Highlights & Insights¶
- "Using depth instead of photometry for multi-view consistency" is clever: Rendering depth self-improves with training, which in turn improves the refined depth, and updates can be scheduled at intervals to save computation—transforming multi-view constraints from expensive photometric optimization to more stable and economical depth supervision.
- Geometry and appearance serve as mutual priors: High-quality rendering depth feeds back into the appearance query, and appearance decoupling prevents the geometry from being polluted by lighting, forming a positive feedback loop—this is the most "aha!" closed-loop design of this paper.
- The dual criteria for sparse compensation are transferable: The criterion for selecting Gaussians to split based on "large contributing area × low local density" can be generalized to other GS tasks requiring selective densification, avoiding mindless global densification.

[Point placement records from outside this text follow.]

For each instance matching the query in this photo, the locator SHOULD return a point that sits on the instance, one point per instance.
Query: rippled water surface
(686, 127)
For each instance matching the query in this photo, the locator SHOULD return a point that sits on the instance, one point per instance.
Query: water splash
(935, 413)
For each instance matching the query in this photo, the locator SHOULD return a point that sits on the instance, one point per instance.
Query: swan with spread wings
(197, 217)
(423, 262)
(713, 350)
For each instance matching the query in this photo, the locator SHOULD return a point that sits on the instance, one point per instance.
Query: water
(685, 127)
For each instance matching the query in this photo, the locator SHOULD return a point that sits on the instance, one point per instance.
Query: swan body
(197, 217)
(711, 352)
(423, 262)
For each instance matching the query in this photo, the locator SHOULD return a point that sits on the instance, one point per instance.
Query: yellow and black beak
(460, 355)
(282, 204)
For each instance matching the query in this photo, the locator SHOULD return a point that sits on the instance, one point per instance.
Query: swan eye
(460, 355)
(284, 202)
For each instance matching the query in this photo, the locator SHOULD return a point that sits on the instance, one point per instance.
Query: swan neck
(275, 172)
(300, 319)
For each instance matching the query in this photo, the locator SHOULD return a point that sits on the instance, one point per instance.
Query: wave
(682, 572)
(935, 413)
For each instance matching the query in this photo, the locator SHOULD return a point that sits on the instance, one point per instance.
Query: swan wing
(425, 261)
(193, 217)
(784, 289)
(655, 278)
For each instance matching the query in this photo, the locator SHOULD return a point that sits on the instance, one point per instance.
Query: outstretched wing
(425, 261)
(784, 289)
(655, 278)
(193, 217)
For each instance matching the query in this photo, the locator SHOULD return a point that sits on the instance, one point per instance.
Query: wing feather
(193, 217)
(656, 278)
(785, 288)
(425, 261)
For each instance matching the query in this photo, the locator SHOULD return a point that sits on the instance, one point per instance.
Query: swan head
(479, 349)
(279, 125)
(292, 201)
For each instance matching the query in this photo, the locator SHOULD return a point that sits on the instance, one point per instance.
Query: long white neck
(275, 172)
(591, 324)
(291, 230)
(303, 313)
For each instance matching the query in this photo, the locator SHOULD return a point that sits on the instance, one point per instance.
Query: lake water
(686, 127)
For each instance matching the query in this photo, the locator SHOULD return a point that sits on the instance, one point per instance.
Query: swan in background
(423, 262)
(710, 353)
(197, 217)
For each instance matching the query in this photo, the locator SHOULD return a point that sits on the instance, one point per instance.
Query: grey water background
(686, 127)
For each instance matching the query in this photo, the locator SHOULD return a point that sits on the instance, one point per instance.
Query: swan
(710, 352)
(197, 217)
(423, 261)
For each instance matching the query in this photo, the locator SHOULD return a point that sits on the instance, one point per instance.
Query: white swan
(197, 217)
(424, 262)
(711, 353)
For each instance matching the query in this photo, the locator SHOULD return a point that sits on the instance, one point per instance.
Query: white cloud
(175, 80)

- The combination of PatchMatch multi-scale patches + monocular completion: First, reliable depth is obtained using strict geometric consistency, and then monocular priors are used to restore valid regions that were erroneously filtered out. This balances accuracy and completeness, presenting a practical recipe for handling post-filtering holes.
Limitations & Future Work¶
- The entire framework is chained together by four modules, with numerous components and hyperparameters (multiple sets of thresholds like \(\lambda\), \(\tau_s\), \(S_{th}\), \(V_{th}\)), making the reproduction and tuning costs relatively high.
- It relies on external pre-trained models (pointmap model, monocular depth estimator) whose quality directly affects initialization and monocular depth; the paper does not fully analyze sensitivity to these priors. ⚠️ Subject to the original text.
- The evaluation is concentrated on two classes of city-scale data (GauU-Scene and synthetic MatrixCity), leaving the robustness on larger geographical spans or dynamic object scenes (pedestrians/traffic flow) unaddressed.
- Sparse compensation provides a relatively small gain in the ablation study (only +0.002 in F1), suggesting a lower cost-performance ratio compared to other modules, so whether it is worth keeping can be further weighed.
Related Work & Insights¶
- vs CityGSV2: Also adopts the block-partitioning/parallelization + 2DGS route and established a large-scene geometric benchmark, but only uses relatively simple geometric optimization; MetroGS uses progressive monocular-to-PatchMatch multi-view refinement to align geometry accurately, with a training time about 25% of theirs, leading comprehensively across most metrics.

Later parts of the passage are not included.